Start by gathering loose items and clearing space, which both makes it easier to clean and help you avoid the inefficient game of chasing all your toiletries around the countertop. Move them into a cabinet or container that you can stow out of the way and do the same for your shower items. Throw any dirty towels or washcloths into the laundry hamper to be washed later.
Bathrooms tend to attract a lot of hair and dirt. To save yourself from an overly grimy sponge, do a first pass on all surfaces using a paper towel and basic cleaner. Vacuum or sweep up any hair or dirt on the floor as well.
Did you know that the germiest place in your bathroom is not the toilet? It’s actually your shower curtain and shower floor.

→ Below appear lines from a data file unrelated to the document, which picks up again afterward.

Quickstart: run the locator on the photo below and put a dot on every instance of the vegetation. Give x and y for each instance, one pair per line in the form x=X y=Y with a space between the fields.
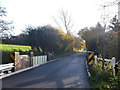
x=11 y=48
x=103 y=79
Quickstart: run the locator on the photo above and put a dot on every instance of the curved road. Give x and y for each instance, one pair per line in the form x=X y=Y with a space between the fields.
x=67 y=72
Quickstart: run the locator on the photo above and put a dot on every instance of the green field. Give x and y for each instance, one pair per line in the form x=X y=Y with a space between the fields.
x=9 y=47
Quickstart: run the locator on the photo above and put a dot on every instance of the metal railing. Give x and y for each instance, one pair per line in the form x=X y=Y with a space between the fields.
x=6 y=67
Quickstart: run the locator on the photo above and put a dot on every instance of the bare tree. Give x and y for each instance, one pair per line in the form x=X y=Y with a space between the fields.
x=65 y=19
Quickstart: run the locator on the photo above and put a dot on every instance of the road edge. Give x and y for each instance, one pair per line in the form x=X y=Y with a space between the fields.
x=26 y=69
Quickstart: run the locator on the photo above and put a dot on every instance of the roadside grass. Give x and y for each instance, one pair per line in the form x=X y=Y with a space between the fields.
x=63 y=54
x=103 y=79
x=10 y=48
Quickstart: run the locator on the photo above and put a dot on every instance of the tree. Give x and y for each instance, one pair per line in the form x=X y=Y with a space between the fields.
x=93 y=37
x=65 y=18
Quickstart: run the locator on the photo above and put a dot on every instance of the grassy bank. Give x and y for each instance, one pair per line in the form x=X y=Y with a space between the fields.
x=103 y=79
x=10 y=48
x=63 y=54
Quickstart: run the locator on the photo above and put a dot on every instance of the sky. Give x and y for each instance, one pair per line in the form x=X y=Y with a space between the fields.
x=84 y=13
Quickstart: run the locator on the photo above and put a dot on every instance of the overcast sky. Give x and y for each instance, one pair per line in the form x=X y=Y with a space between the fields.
x=84 y=13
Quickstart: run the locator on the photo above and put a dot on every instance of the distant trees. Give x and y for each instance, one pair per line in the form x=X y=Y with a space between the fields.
x=94 y=39
x=64 y=19
x=48 y=39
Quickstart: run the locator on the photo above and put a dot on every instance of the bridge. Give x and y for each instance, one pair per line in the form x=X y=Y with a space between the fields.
x=66 y=72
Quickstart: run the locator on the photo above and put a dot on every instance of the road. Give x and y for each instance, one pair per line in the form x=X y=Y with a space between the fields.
x=68 y=72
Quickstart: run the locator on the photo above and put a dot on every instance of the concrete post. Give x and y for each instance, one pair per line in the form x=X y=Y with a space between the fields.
x=95 y=60
x=31 y=58
x=17 y=61
x=113 y=65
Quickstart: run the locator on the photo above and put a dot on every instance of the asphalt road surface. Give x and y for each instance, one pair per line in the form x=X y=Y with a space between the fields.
x=68 y=72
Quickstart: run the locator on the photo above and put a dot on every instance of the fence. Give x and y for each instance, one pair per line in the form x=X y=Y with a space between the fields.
x=6 y=67
x=111 y=63
x=39 y=59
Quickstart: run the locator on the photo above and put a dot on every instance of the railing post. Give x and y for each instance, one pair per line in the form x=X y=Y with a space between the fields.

And your sink isn’t that great either. Be thorough as you clean, making sure to hit all the following key areas.
First squirt towel bowl cleaner into the bowl, making sure to get up underneath the rim as well, and let it sit for a few minutes. In the meantime, use cleaner on a sponge or rag to clean around the hinges, the tank, the lid, and the base of the toilet where it meets the floor. Use a paper towel and disinfectant to wipe the seat as the final step; don’t forget to clean the underside of the lid too. As the final step, use your toilet brush to scrub the entire bowl and under the rim.

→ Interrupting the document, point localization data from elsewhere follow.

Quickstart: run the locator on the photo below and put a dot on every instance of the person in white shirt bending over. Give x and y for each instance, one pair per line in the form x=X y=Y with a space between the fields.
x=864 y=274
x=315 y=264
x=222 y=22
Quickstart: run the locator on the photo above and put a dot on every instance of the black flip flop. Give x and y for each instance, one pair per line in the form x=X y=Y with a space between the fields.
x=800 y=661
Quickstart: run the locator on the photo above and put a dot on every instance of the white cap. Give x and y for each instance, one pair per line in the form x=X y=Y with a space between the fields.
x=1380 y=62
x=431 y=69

Before you start on the rest of the shower, take a plastic bag filled with white vinegar and attach it to your showerhead with a rubber band. Let it sit for an hour (but not more than a half hour if it’s made of brass). Alternatively, you can unscrew the showerhead and place it in a bowl of vinegar.

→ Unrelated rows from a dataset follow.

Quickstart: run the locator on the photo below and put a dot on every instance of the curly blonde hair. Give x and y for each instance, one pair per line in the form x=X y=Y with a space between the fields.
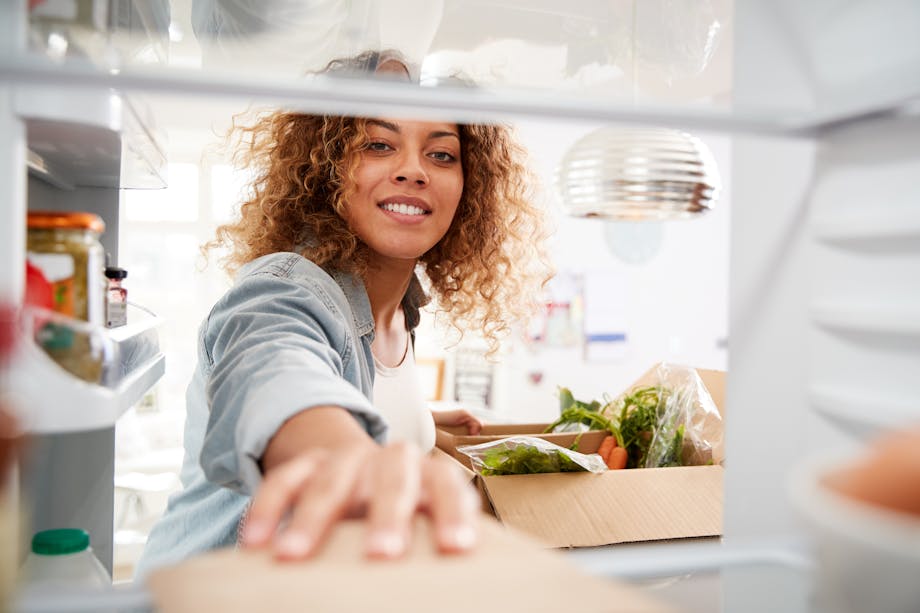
x=485 y=273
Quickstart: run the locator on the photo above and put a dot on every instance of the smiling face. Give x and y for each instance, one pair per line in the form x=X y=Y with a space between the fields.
x=408 y=186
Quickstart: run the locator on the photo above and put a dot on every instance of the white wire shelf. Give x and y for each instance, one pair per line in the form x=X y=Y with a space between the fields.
x=49 y=399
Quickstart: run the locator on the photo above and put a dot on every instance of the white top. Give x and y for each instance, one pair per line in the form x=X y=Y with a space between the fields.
x=398 y=397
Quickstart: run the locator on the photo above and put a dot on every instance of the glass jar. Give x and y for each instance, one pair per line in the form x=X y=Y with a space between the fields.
x=116 y=297
x=65 y=247
x=60 y=559
x=66 y=266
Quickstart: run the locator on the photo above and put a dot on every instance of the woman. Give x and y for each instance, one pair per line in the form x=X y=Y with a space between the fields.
x=287 y=424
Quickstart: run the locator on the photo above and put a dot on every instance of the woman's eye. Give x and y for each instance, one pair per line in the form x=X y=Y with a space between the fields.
x=378 y=146
x=442 y=156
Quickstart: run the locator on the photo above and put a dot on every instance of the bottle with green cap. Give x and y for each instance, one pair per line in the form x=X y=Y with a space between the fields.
x=63 y=557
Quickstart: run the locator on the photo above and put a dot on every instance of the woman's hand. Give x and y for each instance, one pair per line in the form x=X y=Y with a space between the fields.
x=458 y=417
x=316 y=487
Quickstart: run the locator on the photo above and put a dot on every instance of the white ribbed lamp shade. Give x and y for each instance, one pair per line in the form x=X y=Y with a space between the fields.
x=638 y=173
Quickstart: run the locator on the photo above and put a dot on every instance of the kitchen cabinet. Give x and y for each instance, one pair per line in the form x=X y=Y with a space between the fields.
x=823 y=109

As your showerhead soaks, spray your shower walls and bathtub with disinfectant and clean with a sponge or tub brush. If you have grouted tile, dip a grout brush (or spare toothbrush) in bleach and scrub in between the tiles.
Examine your shower curtain for any signs of mold or mildew. (To help prevent this, fully close your curtain after each shower so it can dry fully between uses.) You should aim to replace your shower liner every six months, but you can make it last longer by spraying it each cleaning session with a solution of one part vinegar to four parts water and rinsing it with warm water. Alternatively, shower curtains can also be thrown in the washing machine.
Spray your mirror with glass cleaner and wipe with a paper towel or lint-free cloth. Then clean the countertops, sink bowl, faucet, and handles with disinfectant. To keep your drain in good shape, carefully spoon a half cup of baking soda into the drain and let it sit for a few minutes. Next, pour a half cup of white vinegar and let it fizz for ten or fifteen minutes before flushing it with hot water.
Your floors should be clear now of hair and loose dirt. Choose a cleaning solution according to the type of flooring you have or opt for a mild, all-purpose cleaner. Cover and scrub the whole floor using a mop, making sure to get into corners and along floor edges. Use a paper towel to clean the top of your moldings as well. If your cleaning solution requires it, rinse the floor before drying it with a towel, or simply let it air dry.
Throw all towels and washcloths into the washing machine and dry them on hot too to fully sanitize them. If your bathmats are machine washable, put those in a separate load as they are likely to be dirtier.
Fold your dry towels, and store them outside of the bathroom or in a cabinet that closes to keep them out of the path of aerosolized germs from your toilet.
By incorporating these steps into a regular cleaning routine, your bathroom will be the sparkling oasis that you deserve.